Phil will be the Moderator of the Open Data Panel on Tuesday 23 February.


Fiona Neilsen

Fiona Nielsen, founder and CEO of DNAdigest and Repositive, is a bioinformatics scientist with a background in software development. She has 15 years of experience in software development ranging from web applications to scientific tools for genetic analysis.

Fiona experienced first-hand the disconnect between the amount of genetic data generated versus the amount of data available for research, through her work in both academia and industry. Whilst working as a Bioinformatician in industry, she recognised that much the human genomic data produced was of immense value in diagnosis of diseases, pharmaceutical discovery and research, but could never be shared because no tools existed to share this information whilst maintaining data confidentiality and privacy in an easy and efficient way.

She became increasingly frustrated that the knowledge carried in the huge quantities of data that she generated and analysed – often related directly to specific diseases –was, effectively, wasted. Realising the urgency for data access to enable diagnostics, she left her job at Illumina to change the status quo and founded DNAdigest as a charity and Repositive as a social enterprise to enable faster and more efficient ethical data sharing for genetics.

In 2015 Fiona was an invited speaker for the International Conference of Genomics by BGI in the Community Genomes track, she was a panelist at the BioData World Congress and she was featured as a Rising Star in the Movers and Shakers of BioBusiness at the BioBeat conference in Cambridge, UK.

Fiona will be a member of the Open Data Panel on Tuesday 23 February.


Marta Hoffman-Sommer

Marta has an academic background in molecular biology. She has earned a PhD in biochemistry from the Institute of Biochemistry and Biophysics of the Polish Academy of Sciences in Warsaw and worked as a postdoc researcher in the Theoretical Biophysics Group at the Humboldt-University in Berlin. She later moved to the Interdisciplinary Centre for Mathematical and Computational Modelling (ICM) at the University of Warsaw, where she is a staff member of the Open Science Platform. She is responsible for the Repository for Open Data – RepOD – a service for the Polish academic community, and is engaged in other projects related to open access to research outputs and opening of research data. She also teaches Research Data Management.

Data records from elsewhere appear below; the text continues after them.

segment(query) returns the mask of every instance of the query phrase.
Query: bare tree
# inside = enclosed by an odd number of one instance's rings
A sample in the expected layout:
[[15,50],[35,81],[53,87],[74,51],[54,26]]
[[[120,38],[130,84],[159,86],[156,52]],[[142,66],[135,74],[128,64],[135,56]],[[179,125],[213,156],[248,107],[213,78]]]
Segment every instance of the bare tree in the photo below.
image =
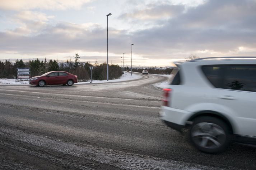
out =
[[200,58],[197,57],[196,55],[190,54],[188,57],[186,58],[185,59],[186,61],[189,62],[196,59],[198,59],[199,58]]

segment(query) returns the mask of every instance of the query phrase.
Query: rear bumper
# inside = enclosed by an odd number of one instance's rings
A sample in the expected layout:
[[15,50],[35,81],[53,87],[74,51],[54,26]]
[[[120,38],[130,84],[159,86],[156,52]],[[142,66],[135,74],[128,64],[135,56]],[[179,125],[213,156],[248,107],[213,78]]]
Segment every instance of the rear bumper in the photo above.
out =
[[38,85],[38,81],[35,80],[31,80],[28,81],[30,84],[37,86]]
[[192,114],[184,110],[163,106],[159,112],[160,118],[166,125],[180,131],[185,127],[187,121]]
[[165,120],[163,120],[163,121],[169,127],[177,130],[179,132],[181,132],[181,130],[185,127],[185,126],[183,125],[178,125],[172,122],[170,122]]

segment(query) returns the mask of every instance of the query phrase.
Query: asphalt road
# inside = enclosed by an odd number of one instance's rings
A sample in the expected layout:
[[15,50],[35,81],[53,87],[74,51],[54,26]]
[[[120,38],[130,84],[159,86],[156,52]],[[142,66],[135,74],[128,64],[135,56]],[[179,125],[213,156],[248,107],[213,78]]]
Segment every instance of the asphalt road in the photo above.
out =
[[166,79],[0,86],[0,169],[255,169],[255,148],[204,154],[161,122]]

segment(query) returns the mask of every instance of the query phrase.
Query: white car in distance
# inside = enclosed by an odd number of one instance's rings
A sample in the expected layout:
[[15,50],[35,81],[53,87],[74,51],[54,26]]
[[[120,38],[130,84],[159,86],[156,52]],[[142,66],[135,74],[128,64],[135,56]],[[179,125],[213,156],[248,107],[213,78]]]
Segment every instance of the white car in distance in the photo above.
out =
[[148,72],[147,70],[143,70],[142,72],[141,72],[141,74],[148,74]]
[[225,149],[232,140],[256,146],[256,57],[204,58],[176,65],[164,89],[161,119],[189,130],[192,145],[207,153]]

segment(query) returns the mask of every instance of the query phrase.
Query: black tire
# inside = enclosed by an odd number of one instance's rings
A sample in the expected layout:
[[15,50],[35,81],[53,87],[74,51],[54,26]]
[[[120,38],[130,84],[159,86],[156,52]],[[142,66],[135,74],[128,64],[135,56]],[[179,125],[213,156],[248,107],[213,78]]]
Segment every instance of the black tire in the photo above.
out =
[[43,80],[40,80],[38,82],[38,86],[39,87],[43,87],[45,86],[45,82]]
[[213,154],[226,149],[230,142],[231,133],[223,121],[211,116],[196,118],[191,125],[189,139],[199,150]]
[[67,84],[69,86],[71,86],[73,85],[73,81],[72,80],[69,80],[67,82]]

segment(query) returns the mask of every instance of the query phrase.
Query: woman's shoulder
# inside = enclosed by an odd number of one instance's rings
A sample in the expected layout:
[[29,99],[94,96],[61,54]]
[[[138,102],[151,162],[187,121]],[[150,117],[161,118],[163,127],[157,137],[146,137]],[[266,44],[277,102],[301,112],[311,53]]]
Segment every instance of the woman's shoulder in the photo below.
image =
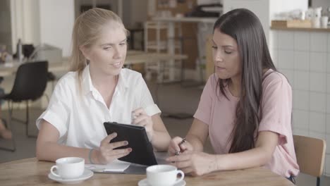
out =
[[77,82],[77,72],[68,72],[59,80],[57,85],[72,87]]
[[264,74],[262,87],[265,88],[269,86],[276,85],[291,87],[288,78],[283,74],[280,72],[273,70],[272,69],[268,70]]

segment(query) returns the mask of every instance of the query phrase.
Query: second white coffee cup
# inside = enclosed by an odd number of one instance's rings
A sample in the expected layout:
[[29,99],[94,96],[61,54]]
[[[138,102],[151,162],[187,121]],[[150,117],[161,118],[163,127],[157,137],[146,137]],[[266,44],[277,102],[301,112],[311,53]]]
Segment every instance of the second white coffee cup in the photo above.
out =
[[[181,177],[177,178],[178,174]],[[185,173],[169,165],[156,165],[147,168],[147,180],[150,185],[173,185],[185,178]]]
[[[52,175],[62,179],[73,179],[82,175],[85,170],[85,159],[78,157],[66,157],[57,159],[56,165],[51,168]],[[56,169],[56,173],[54,169]]]

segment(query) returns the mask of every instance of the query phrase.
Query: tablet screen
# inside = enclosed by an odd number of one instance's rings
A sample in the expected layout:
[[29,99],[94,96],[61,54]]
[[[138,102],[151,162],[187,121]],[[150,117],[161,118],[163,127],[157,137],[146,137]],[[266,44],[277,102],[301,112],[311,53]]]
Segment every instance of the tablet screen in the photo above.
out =
[[128,142],[127,146],[117,149],[132,148],[132,151],[128,155],[120,158],[119,160],[145,166],[158,164],[154,156],[152,144],[149,142],[144,127],[121,124],[116,122],[105,122],[104,125],[108,135],[113,132],[117,133],[117,137],[114,138],[111,142]]

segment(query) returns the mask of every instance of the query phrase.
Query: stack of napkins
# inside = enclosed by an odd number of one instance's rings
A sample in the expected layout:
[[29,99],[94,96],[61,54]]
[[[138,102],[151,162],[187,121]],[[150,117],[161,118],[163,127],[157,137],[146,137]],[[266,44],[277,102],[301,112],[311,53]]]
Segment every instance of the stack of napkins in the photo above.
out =
[[130,163],[115,160],[106,165],[85,164],[85,168],[94,172],[123,172],[130,165]]

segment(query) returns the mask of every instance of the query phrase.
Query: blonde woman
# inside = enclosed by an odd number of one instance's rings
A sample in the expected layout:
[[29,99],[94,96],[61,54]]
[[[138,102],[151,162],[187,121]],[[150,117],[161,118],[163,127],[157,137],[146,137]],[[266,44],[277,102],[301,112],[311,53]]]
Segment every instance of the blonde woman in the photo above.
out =
[[37,120],[38,159],[79,156],[86,163],[105,164],[134,150],[114,149],[128,142],[111,142],[116,134],[106,135],[104,121],[145,126],[154,147],[167,149],[170,136],[141,74],[122,68],[127,35],[110,11],[92,8],[77,18],[71,72],[59,81]]

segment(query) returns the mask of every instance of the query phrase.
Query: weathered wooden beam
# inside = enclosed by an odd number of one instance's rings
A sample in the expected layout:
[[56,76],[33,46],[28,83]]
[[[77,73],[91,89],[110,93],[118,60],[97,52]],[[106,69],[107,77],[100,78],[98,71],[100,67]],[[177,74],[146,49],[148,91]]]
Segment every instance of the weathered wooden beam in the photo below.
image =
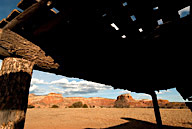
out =
[[4,27],[4,29],[13,30],[15,27],[20,26],[21,24],[29,20],[32,16],[38,14],[38,12],[45,8],[52,8],[52,2],[50,0],[41,0],[40,2],[33,4],[32,6],[24,10],[20,15],[15,17],[11,22],[9,22]]
[[8,57],[0,71],[0,128],[23,129],[34,62]]
[[4,18],[0,21],[0,28],[3,28],[6,24],[8,23],[8,21]]
[[43,69],[59,67],[50,56],[46,56],[40,47],[10,30],[0,29],[0,56],[22,57]]
[[17,7],[25,10],[29,8],[32,4],[37,3],[37,0],[21,0],[18,4]]
[[13,20],[16,16],[18,16],[21,12],[17,9],[14,9],[6,18],[7,21]]
[[161,120],[161,114],[159,111],[159,104],[157,101],[157,95],[156,95],[155,91],[151,92],[150,94],[151,94],[152,100],[153,100],[153,107],[154,107],[154,112],[155,112],[155,118],[157,121],[157,126],[159,129],[162,129],[163,124],[162,124],[162,120]]

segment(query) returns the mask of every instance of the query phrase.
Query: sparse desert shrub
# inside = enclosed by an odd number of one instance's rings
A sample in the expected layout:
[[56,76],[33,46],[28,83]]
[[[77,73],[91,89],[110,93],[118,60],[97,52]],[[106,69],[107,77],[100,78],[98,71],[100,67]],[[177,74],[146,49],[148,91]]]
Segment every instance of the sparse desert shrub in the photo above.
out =
[[58,105],[52,105],[51,108],[59,108],[59,106]]
[[33,105],[28,105],[27,108],[35,108]]

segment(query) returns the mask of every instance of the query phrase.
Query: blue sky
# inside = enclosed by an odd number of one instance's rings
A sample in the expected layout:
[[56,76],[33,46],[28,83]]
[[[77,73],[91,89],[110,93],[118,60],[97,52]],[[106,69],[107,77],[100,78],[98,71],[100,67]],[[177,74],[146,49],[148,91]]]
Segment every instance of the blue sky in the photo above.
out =
[[[18,9],[16,5],[19,1],[20,0],[1,0],[0,20],[6,18],[13,9]],[[127,5],[128,3],[126,6]],[[178,14],[182,18],[189,14],[189,9],[189,7],[184,8],[178,11]],[[1,62],[2,61],[0,60],[0,66]],[[113,89],[113,87],[109,85],[34,70],[30,93],[43,95],[50,92],[61,93],[64,97],[105,97],[113,99],[117,98],[117,96],[121,94],[131,93],[135,99],[151,99],[147,94],[134,93],[122,89]],[[157,95],[159,99],[167,99],[169,101],[177,102],[184,101],[176,89],[163,90],[157,92]]]

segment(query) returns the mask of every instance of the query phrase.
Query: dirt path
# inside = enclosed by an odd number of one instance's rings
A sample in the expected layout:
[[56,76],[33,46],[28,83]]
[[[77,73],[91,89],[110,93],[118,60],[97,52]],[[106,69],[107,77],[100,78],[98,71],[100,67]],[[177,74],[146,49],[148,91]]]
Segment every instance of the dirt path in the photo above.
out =
[[[188,109],[161,109],[165,128],[192,128]],[[28,109],[25,129],[156,129],[153,109],[145,108],[58,108]],[[184,128],[185,127],[185,128]]]

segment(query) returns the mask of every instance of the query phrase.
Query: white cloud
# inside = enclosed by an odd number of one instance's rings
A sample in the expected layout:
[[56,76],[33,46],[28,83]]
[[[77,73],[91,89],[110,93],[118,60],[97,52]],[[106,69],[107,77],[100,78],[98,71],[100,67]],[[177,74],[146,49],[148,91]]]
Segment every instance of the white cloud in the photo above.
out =
[[39,88],[37,85],[31,85],[29,88],[29,93],[44,93],[45,89]]
[[44,80],[40,80],[38,78],[32,78],[31,84],[48,84],[48,82],[45,82]]
[[29,91],[30,91],[30,92],[33,92],[33,91],[35,91],[36,89],[38,89],[38,86],[37,86],[37,85],[31,85],[30,88],[29,88]]
[[170,90],[161,90],[161,91],[155,91],[155,93],[157,94],[157,95],[160,95],[160,94],[165,94],[165,93],[170,93],[171,91]]
[[49,88],[51,88],[53,92],[63,93],[66,95],[97,93],[100,90],[113,89],[113,87],[109,85],[104,85],[86,80],[69,81],[66,78],[52,81],[50,82],[50,84],[52,84],[52,86],[50,86]]

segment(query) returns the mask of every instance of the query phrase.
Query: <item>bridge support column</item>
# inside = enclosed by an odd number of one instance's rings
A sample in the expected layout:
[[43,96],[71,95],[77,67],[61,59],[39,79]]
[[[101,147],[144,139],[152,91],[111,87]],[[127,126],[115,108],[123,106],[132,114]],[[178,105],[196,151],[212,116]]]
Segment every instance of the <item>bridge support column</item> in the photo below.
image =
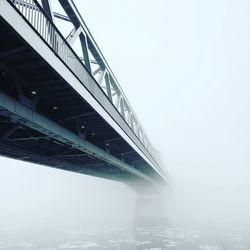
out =
[[135,201],[136,226],[165,225],[167,222],[164,199],[159,196],[139,196]]

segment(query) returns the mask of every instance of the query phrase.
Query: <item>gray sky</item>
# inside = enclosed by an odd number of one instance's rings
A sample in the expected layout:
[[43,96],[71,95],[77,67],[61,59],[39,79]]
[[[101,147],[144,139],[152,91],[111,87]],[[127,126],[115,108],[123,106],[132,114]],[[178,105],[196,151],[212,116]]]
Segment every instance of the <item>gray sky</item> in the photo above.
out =
[[[178,197],[173,204],[189,206],[193,211],[197,208],[211,216],[225,214],[225,209],[228,217],[236,211],[249,215],[250,2],[75,3],[162,153]],[[116,190],[117,196],[123,192],[126,197],[130,195],[120,184],[1,162],[1,196],[5,187],[14,190],[15,185],[24,193],[38,187],[37,192],[45,196],[48,190],[44,180],[55,195],[61,188],[71,193],[77,189],[79,197],[83,192],[86,200],[89,189],[95,190],[97,199],[102,196],[98,190],[105,188],[106,195],[111,195],[110,190]],[[9,180],[15,182],[14,187]],[[38,198],[35,195],[32,199]]]

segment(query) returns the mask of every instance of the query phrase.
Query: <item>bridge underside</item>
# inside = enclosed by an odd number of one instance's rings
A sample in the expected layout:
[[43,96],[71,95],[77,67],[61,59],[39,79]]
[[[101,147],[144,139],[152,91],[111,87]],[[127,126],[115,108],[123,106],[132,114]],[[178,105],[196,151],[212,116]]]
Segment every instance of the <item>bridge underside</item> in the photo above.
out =
[[164,182],[1,18],[0,34],[1,155],[131,186]]

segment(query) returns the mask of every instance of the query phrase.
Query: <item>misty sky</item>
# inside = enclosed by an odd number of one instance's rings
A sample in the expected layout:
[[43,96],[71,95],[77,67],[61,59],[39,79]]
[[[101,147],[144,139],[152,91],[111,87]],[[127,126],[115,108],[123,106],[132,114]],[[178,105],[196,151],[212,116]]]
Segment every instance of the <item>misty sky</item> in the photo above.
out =
[[[176,195],[170,206],[182,215],[183,206],[211,218],[249,215],[250,2],[75,3],[162,153]],[[121,184],[1,158],[2,214],[25,211],[23,200],[49,211],[53,198],[98,214],[102,197],[106,211],[114,210],[113,197],[132,210],[134,195]]]

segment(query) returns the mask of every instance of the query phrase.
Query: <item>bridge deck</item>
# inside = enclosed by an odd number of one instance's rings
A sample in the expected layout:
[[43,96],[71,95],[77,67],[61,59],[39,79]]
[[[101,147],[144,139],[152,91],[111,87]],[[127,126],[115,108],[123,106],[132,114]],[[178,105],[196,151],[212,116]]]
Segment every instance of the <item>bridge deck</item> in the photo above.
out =
[[[9,20],[0,18],[0,154],[127,183],[162,182],[153,159],[87,70],[86,81],[79,81],[9,9]],[[39,43],[34,47],[29,39]],[[51,53],[53,62],[46,58]]]

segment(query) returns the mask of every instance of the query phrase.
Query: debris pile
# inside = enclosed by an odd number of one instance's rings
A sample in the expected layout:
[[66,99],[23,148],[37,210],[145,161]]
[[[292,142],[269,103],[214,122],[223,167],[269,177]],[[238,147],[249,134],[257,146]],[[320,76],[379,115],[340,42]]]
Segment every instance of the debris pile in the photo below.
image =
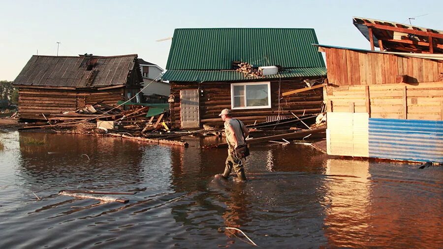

As a member of the Open Science Platform, Marta represents the National Open Access Desk (NOAD) of the OpenAIRE 2020 project in Poland

Marta will be a member of the Open Data Panel on Tuesday 23 February.

 


Jeroen Rombouts

Jeroen Is currently director of the 3TU.Datacentrum, an initiative of the 3 Dutch Universities of Technology to support Research Data Management (RDM) and secure long term usability, findability and access to important research results. He’s also a member of the Research Data Netherlands (RDNL) board and steering committee, the DataverseNL Advisory board and chair of SURF Special Interest Group on Research Data. 
Some other expert and working groups he is or has been participating, for the TU Delft Library or 3TU.Datacentrum,  are the editorial board of the International Journal for Digital Curation, the UKB Working Group on Research Data, Expert groups of Knowledge Exchange, LIBER and APARSEN. Before his current job he has been project manager for amongst others DataCite (Netherlands) and Advanced Networking he was relation manager for accounts within the Delft University of Technology as wel as other organisations.


Jeroen will be a member of the Open Data Panel on Tuesday 23 February.

 


Tom Ingraham

Tom is Publishing Editor at Open Life Science publishing platform F1000Research and is the lead on both their Open Data-orientated projects and external collaborations. He helped give life to the first ‘living figure’ and is currently involved in several Open Data initiatives including the Giving Researchers Credit for their Data (University of Oxford-led), DataSHIELD (Bristol University-led) and is member of the SAVE-SD 2016 Program Committee.

Tom will be a member of the Open Data Panel on Tuesday 23 February.